Downtime more than 5 hours , afters years of working

StoreMe2 · September 18, 2020, 10:46am

Hi i am since V2 (3,5 years) in storj as an Node Operater. This night during sleep my Server got freezed and in had to restart today. Don’t know the exact offline time but it was sure more than 5 hours.

So when storj is really making some disqualification with that i can say that i am out forever to this project.

It was fun to be invovled in storj and I did my best with USV, reliable server Hadware … in the 3,5 years I had 2-3 x (more than 5 hours) offline time through ISP Error and i got not disquailification because it was not activated.

It’s not possible for average Person who is sleeping and working to make the setup so realiable that never ever an freezin of the PC or ISP offline is making trouble for me as an SNO.

In the long run every SNO has some issue with ISP or Hardware error and can’t control this at all.

After all years i got a bit dissappointed after working 3,5 years on this project with a good server. and nearly 100 % reliability until now

So when they are making disqualification on my server I am gone forever and never looking back cause then there is no sense in that what i have done in all the years and there is no way to do as they want in the long run.

Don’t how this effects the Network but in the end there are only real professional setups in central server farms.
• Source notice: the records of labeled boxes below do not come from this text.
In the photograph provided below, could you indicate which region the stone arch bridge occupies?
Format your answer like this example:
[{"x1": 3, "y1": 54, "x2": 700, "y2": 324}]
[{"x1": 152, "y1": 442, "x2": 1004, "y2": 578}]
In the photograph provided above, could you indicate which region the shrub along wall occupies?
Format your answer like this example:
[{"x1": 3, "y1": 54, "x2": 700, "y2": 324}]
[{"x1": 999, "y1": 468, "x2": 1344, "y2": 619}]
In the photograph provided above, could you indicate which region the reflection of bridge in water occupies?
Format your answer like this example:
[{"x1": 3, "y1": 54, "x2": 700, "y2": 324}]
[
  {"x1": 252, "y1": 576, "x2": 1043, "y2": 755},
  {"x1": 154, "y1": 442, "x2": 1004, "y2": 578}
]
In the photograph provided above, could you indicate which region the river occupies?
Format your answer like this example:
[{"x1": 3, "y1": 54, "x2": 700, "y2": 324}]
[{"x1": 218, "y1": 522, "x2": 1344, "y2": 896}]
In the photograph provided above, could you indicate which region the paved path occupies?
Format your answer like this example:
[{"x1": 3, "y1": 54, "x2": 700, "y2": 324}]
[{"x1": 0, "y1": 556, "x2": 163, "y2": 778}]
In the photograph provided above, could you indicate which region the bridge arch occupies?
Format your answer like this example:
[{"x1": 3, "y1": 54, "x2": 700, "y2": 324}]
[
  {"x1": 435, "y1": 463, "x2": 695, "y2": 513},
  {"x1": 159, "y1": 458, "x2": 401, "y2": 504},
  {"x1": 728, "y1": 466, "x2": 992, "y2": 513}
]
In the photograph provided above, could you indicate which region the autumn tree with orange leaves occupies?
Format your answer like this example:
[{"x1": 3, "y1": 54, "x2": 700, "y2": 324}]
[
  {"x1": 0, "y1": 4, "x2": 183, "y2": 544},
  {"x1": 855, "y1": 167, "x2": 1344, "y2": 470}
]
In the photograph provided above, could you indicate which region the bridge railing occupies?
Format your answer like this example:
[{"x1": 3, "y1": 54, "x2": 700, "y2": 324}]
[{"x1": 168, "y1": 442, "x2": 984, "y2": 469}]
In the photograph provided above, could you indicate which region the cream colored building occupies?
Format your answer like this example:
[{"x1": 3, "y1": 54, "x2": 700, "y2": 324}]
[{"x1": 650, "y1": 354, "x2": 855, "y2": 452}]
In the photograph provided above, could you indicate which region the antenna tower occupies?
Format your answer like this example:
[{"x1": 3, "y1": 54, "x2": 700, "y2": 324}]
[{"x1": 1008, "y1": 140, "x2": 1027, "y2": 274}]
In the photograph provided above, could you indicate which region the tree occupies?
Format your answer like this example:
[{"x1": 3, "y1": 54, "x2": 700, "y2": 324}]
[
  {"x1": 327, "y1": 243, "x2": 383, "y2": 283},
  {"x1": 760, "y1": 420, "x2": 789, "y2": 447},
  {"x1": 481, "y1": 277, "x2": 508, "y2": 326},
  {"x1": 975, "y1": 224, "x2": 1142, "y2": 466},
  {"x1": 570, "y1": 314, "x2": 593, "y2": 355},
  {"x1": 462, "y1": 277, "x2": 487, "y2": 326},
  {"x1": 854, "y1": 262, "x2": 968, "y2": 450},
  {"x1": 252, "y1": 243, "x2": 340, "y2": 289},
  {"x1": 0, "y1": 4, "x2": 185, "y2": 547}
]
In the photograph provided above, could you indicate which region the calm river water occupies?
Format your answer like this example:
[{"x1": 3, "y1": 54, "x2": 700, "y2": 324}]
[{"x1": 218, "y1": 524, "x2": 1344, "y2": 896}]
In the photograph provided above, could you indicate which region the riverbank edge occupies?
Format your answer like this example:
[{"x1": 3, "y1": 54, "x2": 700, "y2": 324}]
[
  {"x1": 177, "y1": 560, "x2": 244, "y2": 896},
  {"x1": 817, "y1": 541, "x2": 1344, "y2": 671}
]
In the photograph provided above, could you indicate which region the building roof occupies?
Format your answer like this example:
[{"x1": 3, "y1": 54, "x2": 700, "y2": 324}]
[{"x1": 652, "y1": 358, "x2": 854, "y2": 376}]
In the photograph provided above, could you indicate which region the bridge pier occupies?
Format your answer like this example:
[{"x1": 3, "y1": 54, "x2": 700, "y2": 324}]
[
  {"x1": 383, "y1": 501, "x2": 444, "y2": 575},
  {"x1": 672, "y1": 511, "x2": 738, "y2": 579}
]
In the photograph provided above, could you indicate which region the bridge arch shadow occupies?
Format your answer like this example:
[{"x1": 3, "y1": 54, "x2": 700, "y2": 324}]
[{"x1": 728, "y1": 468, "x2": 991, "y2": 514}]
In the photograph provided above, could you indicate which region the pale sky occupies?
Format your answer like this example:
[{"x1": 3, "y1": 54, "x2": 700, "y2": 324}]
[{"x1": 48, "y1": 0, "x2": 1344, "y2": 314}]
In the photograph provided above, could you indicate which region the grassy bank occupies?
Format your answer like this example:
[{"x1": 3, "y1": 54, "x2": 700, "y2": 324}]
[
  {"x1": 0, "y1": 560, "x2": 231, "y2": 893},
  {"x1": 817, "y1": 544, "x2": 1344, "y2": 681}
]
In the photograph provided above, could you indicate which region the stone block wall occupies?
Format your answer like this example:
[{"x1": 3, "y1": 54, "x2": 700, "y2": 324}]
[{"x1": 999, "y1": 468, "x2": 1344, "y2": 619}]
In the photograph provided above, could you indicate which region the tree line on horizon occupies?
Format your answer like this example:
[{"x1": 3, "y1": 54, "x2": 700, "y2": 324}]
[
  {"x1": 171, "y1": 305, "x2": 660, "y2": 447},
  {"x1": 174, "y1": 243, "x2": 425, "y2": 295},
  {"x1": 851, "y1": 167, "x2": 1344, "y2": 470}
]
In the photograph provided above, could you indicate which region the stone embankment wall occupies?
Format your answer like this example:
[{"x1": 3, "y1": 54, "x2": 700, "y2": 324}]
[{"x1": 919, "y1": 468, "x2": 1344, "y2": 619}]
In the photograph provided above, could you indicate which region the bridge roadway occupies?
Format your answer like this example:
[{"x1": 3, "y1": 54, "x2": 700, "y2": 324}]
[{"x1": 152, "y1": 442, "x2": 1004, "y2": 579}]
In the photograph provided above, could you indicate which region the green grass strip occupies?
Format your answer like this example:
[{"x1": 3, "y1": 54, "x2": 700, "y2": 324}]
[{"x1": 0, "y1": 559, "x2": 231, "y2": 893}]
The average joe (even with USV, serverhardware …) is kicked out of this project in the long run.

Pentium100 · September 18, 2020, 10:49am

I had a similar incident recently.

However, it looks like Storj will be more lenient with the new uptime monitoring system.

StoreMe2 · September 18, 2020, 11:06am

Yes. I read your post some time ago and was exactly thinking : OK that could be me too and now I got the same error.

So my Server got in 3,5 years all in all round 15 hours downtime.

That is in hours relativ: ( 15 / (365 x24x3,5)) x 100 = 0,000489237 %

So I got an uptime of 99,999510763 % but that is not good enough for storj cause my downtime wasn’t over time all the years. The offline time was in only 2-3 days (1 day 2019 and 2 days in 2020) and so after 1277 days working 100 % i would get f… up for this.

Time will tell how storj is handling the SNO but i am not ready to put more into this project when they kick off me.

I think an uptime of 99,999510763 % in 3,5 years is realy more than enough for an average joe.
And there are so much chances to fail without control. Hardware and Software error can suddenly occur and you can do nothing.

I think right now that i get no disqualification but i don’t know if i want to run my Server any more when i know that only 1-3 days can destroy the realiable of a good server even when doing fine with 99,999510763 % uptime in 3,5 years.

Pentium100 · September 18, 2020, 11:28am

Yeah, if Storj kept the 5 hours requirement then a cluster would be the only reasonable answer.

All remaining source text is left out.